Assuming the AI will magically sort messy CRM data or understand the emotional state of a lead from a single click. AI amplifies what you feed it. If you feed it rushed prompts, garbage data, or no brand guardrails, it will generate perfectly polished garbage at scale. 

The winning approach isn’t to replace the marketer, it’s to use AI for drafts, clustering, and grunt work, while keeping a human in the loop for judgment, empathy, and strategic red-teaming.

Integrating AI into Your Marketing Plan

Marketers generally use AI across four core service types: research and data analysis, content creation and optimisation, audience targeting and personalisation, and performance automation and reporting. Most marketing departments trying to implement AI into their processes fail not because the models are weak, but because the underlying stack cannot feed them clean, connected, real-time data. You cannot bolt AI onto a broken foundation. 

Before working on implementing AI, it’s important to complete a tech stack audit.

Step 1: Inventory Existing Systems

Understanding what applications and technology you have in your marketing department will help you understand where you have data stored, and if you’re looking to invest in AI, understanding what tools are best for your team. 

Step 2: Assess Data Structure – Structured vs. Unstructured

When thinking about marketing data that will feed into an AI programme, most marketing data falls into two buckets.

  • Structured Data (Easy for ML)
    • Tabular, clean schema, numeric or categorical
    • Think, purchase amount, email opens, campaign clicks, LTV tier
  • Unstructured Data (Rich but Messy)
    • Free text, images, voice, video
    • Think, support tickets, social comments, call transcripts, and user-generated images.

Step 3: Ensure Customer Identity is Consistent

It’s not uncommon for customers to be fragmented across the CRM, Email Marketing System, Social Media, and anywhere else you have them stored. For your customers to reap the benefits of your new AI systems and processes, they need to become one complete person, with the same customer ID across each system.

Step 4: Evaluate API Readiness

Can your systems actually talk to each other? Which tools work with your current tech stack and are these APIs native or do you need to invest in APIs to help them talk to each other?

What’s Next for your AI in Marketing?

We’ve all had the experience when our manager has seen a new AI demo from a vendor that reached out to them on LinkedIn, and immediately, your manager wants autonomous execution. But skipping foundational levels is like building a skyscraper on sand. You can’t outsource maturity to software. Buying an “AI-powered” tool does not make you AI-mature any more than buying a stove makes you a chef.

Our model gives you an honest assessment of where you are today and a pragmatic roadmap to where you want to be.

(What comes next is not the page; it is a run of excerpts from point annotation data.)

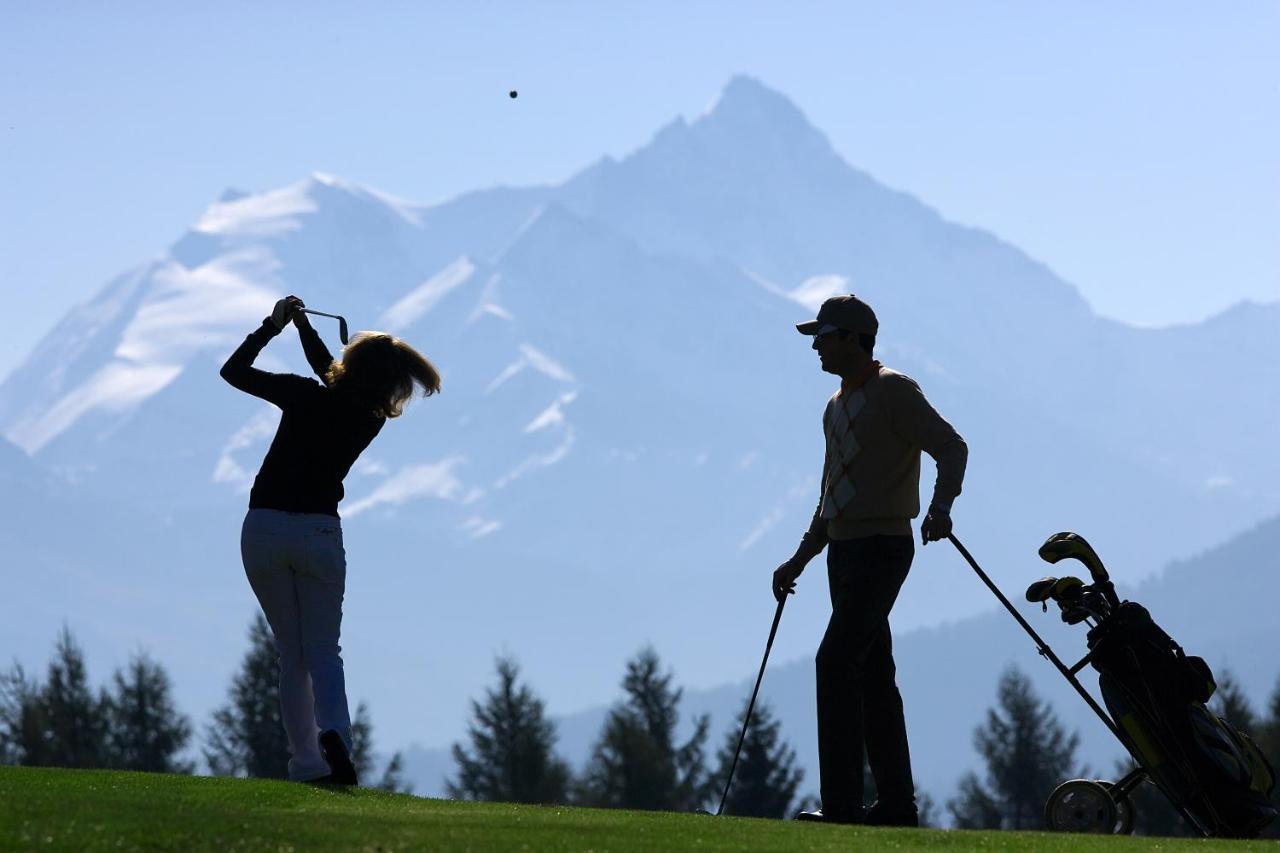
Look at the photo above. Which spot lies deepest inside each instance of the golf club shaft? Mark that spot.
(1041, 646)
(750, 706)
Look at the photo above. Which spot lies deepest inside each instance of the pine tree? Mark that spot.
(21, 717)
(1028, 753)
(512, 742)
(145, 730)
(636, 763)
(767, 778)
(74, 724)
(1269, 740)
(246, 737)
(364, 757)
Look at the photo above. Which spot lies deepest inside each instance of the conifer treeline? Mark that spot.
(135, 725)
(638, 760)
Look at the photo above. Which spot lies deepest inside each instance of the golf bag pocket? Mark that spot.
(1262, 776)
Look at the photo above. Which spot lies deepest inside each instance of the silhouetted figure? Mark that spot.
(291, 542)
(876, 427)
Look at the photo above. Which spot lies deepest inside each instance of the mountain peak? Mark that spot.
(748, 105)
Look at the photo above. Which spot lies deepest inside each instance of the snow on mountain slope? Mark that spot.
(629, 418)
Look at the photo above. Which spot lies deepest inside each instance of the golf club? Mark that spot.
(342, 323)
(750, 706)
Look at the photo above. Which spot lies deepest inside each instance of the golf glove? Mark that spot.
(284, 310)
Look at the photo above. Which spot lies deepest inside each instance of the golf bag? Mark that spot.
(1156, 696)
(1215, 776)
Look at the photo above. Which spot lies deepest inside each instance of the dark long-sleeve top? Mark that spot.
(321, 433)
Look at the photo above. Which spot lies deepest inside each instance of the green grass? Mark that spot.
(87, 810)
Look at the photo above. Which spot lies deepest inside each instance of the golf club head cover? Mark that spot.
(1073, 544)
(1040, 591)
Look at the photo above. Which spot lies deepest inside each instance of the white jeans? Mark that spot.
(297, 566)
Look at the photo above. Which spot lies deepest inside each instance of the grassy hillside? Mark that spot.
(100, 810)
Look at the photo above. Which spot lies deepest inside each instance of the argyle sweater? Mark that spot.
(871, 478)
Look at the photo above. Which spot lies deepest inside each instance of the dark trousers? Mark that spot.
(858, 698)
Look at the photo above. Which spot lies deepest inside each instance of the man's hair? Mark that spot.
(384, 370)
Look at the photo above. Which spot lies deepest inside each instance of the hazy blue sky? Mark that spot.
(1134, 147)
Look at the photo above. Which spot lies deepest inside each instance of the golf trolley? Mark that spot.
(1212, 774)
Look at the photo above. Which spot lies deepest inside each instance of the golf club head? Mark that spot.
(1066, 589)
(1040, 591)
(342, 323)
(1074, 546)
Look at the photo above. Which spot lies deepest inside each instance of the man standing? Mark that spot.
(876, 427)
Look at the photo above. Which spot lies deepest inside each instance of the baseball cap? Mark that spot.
(848, 313)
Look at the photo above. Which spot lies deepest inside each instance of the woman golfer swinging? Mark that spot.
(291, 541)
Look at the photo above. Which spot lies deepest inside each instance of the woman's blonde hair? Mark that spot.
(383, 369)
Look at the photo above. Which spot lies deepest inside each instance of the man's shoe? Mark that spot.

Level Name Decision Maker Learning Loop Typical Timeline
0 Manual + Rules Human None Where most start
1 Assisted Intelligence Human with AI suggestions Weekly batch 3–6 months
2 Augmented Intelligence Human + AI (co-decision) Daily 6–12 months
3 Autonomous Execution AI with human override Real-time 12–24 months
4 Adaptive Optimization AI self-improving Continuous 24+ months

Most B2B companies should target Level 2. Most B2C companies with high transaction volume can aim for Level 3 in specific channels. Level 4 is the research-stage which we see used mainly by the largest tech companies.

What’s Next for AI in Marketing?

From AI-driven ad campaigns to automated customer service, the possibilities are endless. However, with this potential comes the responsibility to use AI ethically and transparently, ensuring that it enhances rather than replaces human creativity and decision-making.

By embracing AI, marketers can unlock new levels of efficiency, creativity, and insight, driving growth and success in the digital age. Take advantage of this opportunity to question whether what you are doing now is working hard for your business and how marketing can make greater impacts.

Many of us are unsure as to which uses of artificial intelligence are actually useful, but often we are only looking at content generation and not beyond the many genuinely useful tasks in marketing strategy that AI can aid with.